2. Directed Graphical Models (Bayesian Networks)

A Directed Graphical Model represents random variables as nodes in a graph, where edges denote conditional dependencies.

Decomposition via Chain Rule

  • The joint probability P(x) can be decomposed using the chain rule: P(x_1, ..., x_D) = \prod_{i=1}^{D} P(x_i | \text{parents}(x_i))
  • Example Structure: If we have a graph where x_1 has no parents, x_2 depends on x_1, etc., the joint distribution splits into: P(x) = P(x_1)P(x_2|x_1)P(x_3|x_1)...

Parameter Counting Example (Gaussian Case)

The lecture compares the number of parameters required for a "Full" Gaussian model vs. a "Reduced" Graphical Model.

  • Full Gaussian: Assumes all variables are correlated.
    • For a 10-dimensional vector (D=10), parameters = 10 + \frac{10 \times 11}{2} = 65.
  • Reduced Model: Uses a graph structure where variables are conditionally independent.
    • Instead of one giant covariance matrix, we estimate parameters for several smaller conditional distributions (often univariate Gaussians).
    • Calculation: For a univariate conditional Gaussian P(x_i | x_j), we need parameters for the linear relationship (mean coefficients) and variance.
    • In the specific example provided, the parameters reduced from 65 to 57. While the reduction in this small example is modest, for high-dimensional data with sparse connections, the reduction is drastic.

3. The Naive Bayes Classifier

The Naive Bayes classifier is the most extreme (and popular) example of a Directed Graphical Model used for parameter reduction.

  • Assumption: Given the class label y, all input features x_1, ..., x_D are mutually independent.
  • Structure: The class y is the parent of all feature nodes x_i. There are no connections between the features themselves.
  • Formula: P(x|y) = P(x_1|y) P(x_2|y) \cdot ... \cdot P(x_D|y) = \prod_{d=1}^{D} P(x_d|y)
  • Advantage: We only need to estimate the distribution of each feature individually, rather than their complex joint interactions.

4. Application: Spam Classifier

The lecture applies the Naive Bayes framework to a discrete problem: classifying emails as Spam (y=1) or Not Spam (y=0).

Feature Engineering

  • Input: Emails with varying text lengths.
  • Transformation: A "Bag of Words" approach is used.
    1. Create a dictionary of N words (e.g., N=10,000).
    2. Represent each email as a fixed-length binary vector x \in \{0, 1\}^{10,000}.
    3. x_i = 1 if the $i$-th word appears in the email, 0 otherwise.
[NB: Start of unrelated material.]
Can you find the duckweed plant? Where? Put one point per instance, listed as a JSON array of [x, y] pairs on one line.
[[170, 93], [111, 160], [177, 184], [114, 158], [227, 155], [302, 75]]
The "Curse of Dimensionality" (Without Naive Bayes)

  • Since the features are discrete (binary), we cannot use Gaussian distributions. We must use probability tables.
  • If we tried to model the full joint distribution P(x_1, ..., x_{10000} | y), we would need a probability table for every possible combination of words.
  • Parameter Count: 2^{10,000} entries. This is computationally impossible.

Applying Naive Bayes

  • By assuming word independence given the class, we decompose the problem: P(x|y) \approx \prod_{i=1}^{10,000} P(x_i|y)
  • Parameter Estimation:
    • We only need to estimate P(x_i=1 | y=1) and P(x_i=1 | y=0) for each word.
    • This requires simply counting the frequency of each word in Spam vs. Non-Spam emails.
  • Reduced Parameter Count:
    • Instead of 2^{10,000}, we need roughly 2 \times 10,000 parameters (one probability per word per class).
    • This transforms an impossible problem into a highly efficient and simple one.

5. Summary

  • Generative Methods aim to model the underlying distribution P(x, y).
  • Graphical Models allow us to inject prior knowledge (independence assumptions) to make this feasible.
  • Naive Bayes assumes full conditional independence, reducing parameter estimation from exponential to linear complexity, making it ideal for high-dimensional discrete data like text classification.